9. String Comparison Implementation

The runtime implements == on strings as:

// runtime/alg.go
func strequal(p, q unsafe.Pointer) bool {
    a := *(*string)(p)
    b := *(*string)(q)
    return a == b
}

// Which compiles to:
// 1. Compare lengths — if different, return false immediately
// 2. Compare Data pointers — if same, return true (same backing array)
// 3. Fall through to memequal for byte-by-byte comparison

10. String Hashing

The runtime uses AES-based hashing for string map keys on CPUs that support AES-NI:

// runtime/hash_amd64.s
// aeshashstr: AES-based string hash
// Falls back to wyhash on non-AES CPUs

This is why map[string] lookups are very fast — they use hardware-accelerated hashing.
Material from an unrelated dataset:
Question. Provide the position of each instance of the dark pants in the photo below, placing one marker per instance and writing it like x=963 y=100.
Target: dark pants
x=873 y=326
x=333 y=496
11. strings.Builder Internals

// src/strings/builder.go
type Builder struct {
    addr *Builder // self-pointer for copy detection
    buf  []byte   // internal buffer
}

func (b *Builder) copyCheck() {
    if b.addr == nil {
        b.addr = (*Builder)(noescape(unsafe.Pointer(b)))
    } else if b.addr != b {
        panic("strings: illegal use of non-zero Builder copied by value")
    }
}

// WriteString appends to buf using append()
func (b *Builder) WriteString(s string) (int, error) {
    b.copyCheck()
    b.buf = append(b.buf, s...)
    return len(s), nil
}

// String shares the Builder's internal buffer — zero-copy
func (b *Builder) String() string {
    return unsafe.String(unsafe.SliceData(b.buf), len(b.buf))
}

12. Escape Analysis — Detailed

# Full escape analysis output
go build -gcflags="-m=2" ./... 2>&1 | grep "string"
// Case 1: Does not escape — stack string
func f() int {
    s := "hello"       // .rodata pointer, no allocation
    return len(s)
}

// Case 2: Escapes to heap — assigned to interface
func g() interface{} {
    s := "hello"
    return s           // s's StringHeader copies to heap for the interface
}

// Case 3: []byte -> string -> escape
func h() string {
    b := []byte("hello") // escapes: returned string holds reference
    return string(b)
}

13. Profiling String-Heavy Code

package main

import (
    "os"
    "runtime/pprof"
    "strings"
)

func main() {
    f, _ := os.Create("cpu.prof")
    pprof.StartCPUProfile(f)
    defer pprof.StopCPUProfile()

    // Your string-heavy workload
    for i := 0; i < 1000000; i++ {
        _ = strings.Repeat("abc", 10)
    }
}
// Then: go tool pprof cpu.prof
// Look for: runtime.mallocgc, runtime.concatstrings

14. Cross-Platform Considerations

Platform Pointer Size StringHeader Size tmpBuf Stack Opt
amd64 8 bytes 16 bytes Yes (SSE/AVX)
arm64 8 bytes 16 bytes Yes (NEON)
386 4 bytes 8 bytes Limited
wasm 4 bytes 8 bytes No SIMD

15. Compiler Flags and String Behavior

# Disable inlining (affects string optimization)
go build -gcflags="-l" .

# See all compiler decisions
go build -gcflags="-m=2 -v" . 2>&1

# Check final binary string data
go tool nm ./app
readelf -p .rodata ./app   # Linux
otool -s __TEXT __cstring ./app  # macOS

16. Key Source Files

File Content
src/runtime/string.go Core string runtime functions
src/strings/builder.go strings.Builder implementation
src/strings/strings.go strings package implementations
src/internal/bytealg/ SIMD-optimized byte/string search
src/cmd/compile/internal/walk/convert.go string conversion optimizations
src/cmd/compile/internal/ssagen/ssa.go SSA generation for strings
src/unicode/utf8/utf8.go UTF-8 encode/decode